When do Generative Query and Document Expansions Fail? A Comprehensive Study Across Methods, Retrievers, and Datasets
Orion Weller, Kyle Lo, David Wadden, Dawn Lawrie, Benjamin Van Durme, Arman Cohan, Luca Soldaini
TL;DR
This work presents the first large-scale analysis of LM-based query and document expansion across multiple expansion methods, retrievers, and distribution shifts. It reveals a robust negative correlation: as base retriever performance improves, gains from expansions decline and often become detrimental, with long-query shifts as a notable exception where expansions help. The study shows this pattern holds across architectures and datasets, supported by qualitative error analysis that attributes failures to noise introduced by expansions. The findings provide practical guidance: prefer LM expansions for weaker models or when distribution shifts are pronounced, and avoid expansions for strong, well-tuned rankers due to signal dilution and noise. Limitations include zero-shot evaluation, reliance on commercial LMs, English-only datasets, and substantial compute requirements for replication.
Abstract
Using large language models (LMs) for query or document expansion can improve generalization in information retrieval. However, it is unknown whether these techniques are universally beneficial or only effective in specific settings, such as for particular retrieval models, dataset domains, or query types. To answer this, we conduct the first comprehensive analysis of LM-based expansion. We find that there exists a strong negative correlation between retriever performance and gains from expansion: expansion improves scores for weaker models, but generally harms stronger models.

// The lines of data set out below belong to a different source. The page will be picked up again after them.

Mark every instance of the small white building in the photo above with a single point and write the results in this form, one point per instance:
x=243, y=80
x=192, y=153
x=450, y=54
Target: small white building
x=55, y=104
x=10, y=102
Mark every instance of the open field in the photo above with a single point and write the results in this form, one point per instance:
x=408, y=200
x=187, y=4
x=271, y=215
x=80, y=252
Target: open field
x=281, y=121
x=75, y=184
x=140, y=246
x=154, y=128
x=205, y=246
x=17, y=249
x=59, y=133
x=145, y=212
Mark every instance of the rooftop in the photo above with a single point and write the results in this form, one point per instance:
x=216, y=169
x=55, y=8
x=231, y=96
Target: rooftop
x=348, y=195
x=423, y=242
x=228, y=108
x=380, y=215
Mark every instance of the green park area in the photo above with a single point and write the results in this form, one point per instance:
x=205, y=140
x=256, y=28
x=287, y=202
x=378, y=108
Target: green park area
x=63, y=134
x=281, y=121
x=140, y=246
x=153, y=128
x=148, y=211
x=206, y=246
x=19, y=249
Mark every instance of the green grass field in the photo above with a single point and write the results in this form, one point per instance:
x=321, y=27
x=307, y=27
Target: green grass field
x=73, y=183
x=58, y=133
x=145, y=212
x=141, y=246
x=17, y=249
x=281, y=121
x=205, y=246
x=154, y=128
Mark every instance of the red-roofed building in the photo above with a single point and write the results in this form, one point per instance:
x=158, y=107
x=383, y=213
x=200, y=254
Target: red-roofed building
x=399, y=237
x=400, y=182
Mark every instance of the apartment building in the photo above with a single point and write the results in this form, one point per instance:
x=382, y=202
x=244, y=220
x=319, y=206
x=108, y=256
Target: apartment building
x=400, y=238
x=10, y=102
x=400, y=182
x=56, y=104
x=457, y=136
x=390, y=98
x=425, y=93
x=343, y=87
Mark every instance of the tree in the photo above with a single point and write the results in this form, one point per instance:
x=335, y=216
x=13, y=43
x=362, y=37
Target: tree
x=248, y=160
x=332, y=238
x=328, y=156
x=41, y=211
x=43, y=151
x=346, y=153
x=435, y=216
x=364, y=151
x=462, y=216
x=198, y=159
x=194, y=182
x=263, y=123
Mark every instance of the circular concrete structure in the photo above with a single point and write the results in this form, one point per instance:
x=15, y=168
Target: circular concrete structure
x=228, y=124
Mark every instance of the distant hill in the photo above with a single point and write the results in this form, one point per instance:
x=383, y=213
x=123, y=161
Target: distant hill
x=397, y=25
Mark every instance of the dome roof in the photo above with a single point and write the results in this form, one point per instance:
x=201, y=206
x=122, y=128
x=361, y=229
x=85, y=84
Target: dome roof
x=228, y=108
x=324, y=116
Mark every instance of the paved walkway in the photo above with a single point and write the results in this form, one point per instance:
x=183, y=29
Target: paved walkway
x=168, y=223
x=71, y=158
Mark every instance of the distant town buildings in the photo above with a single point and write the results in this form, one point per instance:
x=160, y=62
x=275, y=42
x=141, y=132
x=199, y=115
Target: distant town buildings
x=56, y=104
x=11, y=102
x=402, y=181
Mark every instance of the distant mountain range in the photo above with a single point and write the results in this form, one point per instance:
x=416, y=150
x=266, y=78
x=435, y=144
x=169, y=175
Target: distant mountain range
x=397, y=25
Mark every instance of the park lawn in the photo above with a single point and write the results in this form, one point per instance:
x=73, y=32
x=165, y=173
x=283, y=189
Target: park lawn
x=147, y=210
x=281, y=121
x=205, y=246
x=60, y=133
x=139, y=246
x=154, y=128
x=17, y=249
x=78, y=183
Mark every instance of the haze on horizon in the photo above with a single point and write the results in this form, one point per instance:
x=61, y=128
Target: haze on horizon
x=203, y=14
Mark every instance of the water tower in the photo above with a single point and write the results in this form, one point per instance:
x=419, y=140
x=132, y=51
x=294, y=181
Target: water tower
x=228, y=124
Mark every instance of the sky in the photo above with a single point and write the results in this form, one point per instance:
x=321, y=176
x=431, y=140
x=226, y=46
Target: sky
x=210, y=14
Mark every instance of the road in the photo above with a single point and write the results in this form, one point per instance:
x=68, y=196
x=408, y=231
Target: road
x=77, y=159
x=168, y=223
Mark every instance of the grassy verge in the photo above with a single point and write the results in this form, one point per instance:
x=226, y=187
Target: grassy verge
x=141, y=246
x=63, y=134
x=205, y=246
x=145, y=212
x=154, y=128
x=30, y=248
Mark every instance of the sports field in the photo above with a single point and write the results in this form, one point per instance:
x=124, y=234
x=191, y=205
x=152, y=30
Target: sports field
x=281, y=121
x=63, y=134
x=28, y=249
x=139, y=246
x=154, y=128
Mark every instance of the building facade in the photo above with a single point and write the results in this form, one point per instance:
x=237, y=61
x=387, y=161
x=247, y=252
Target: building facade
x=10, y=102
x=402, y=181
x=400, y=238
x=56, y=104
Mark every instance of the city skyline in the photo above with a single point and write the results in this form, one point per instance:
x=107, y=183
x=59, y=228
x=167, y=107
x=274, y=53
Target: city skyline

We show this trend holds across a set of eleven expansion techniques, twelve datasets with diverse distribution shifts, and twenty-four retrieval models. Through qualitative error analysis, we hypothesize that although expansions provide extra information (potentially improving recall), they add additional noise that makes it difficult to discern between the top relevant documents (thus introducing false positives). Our results suggest the following recipe: use expansions for weaker models or when the target dataset significantly differs from training corpus in format; otherwise, avoid expansions to keep the relevance signal clear.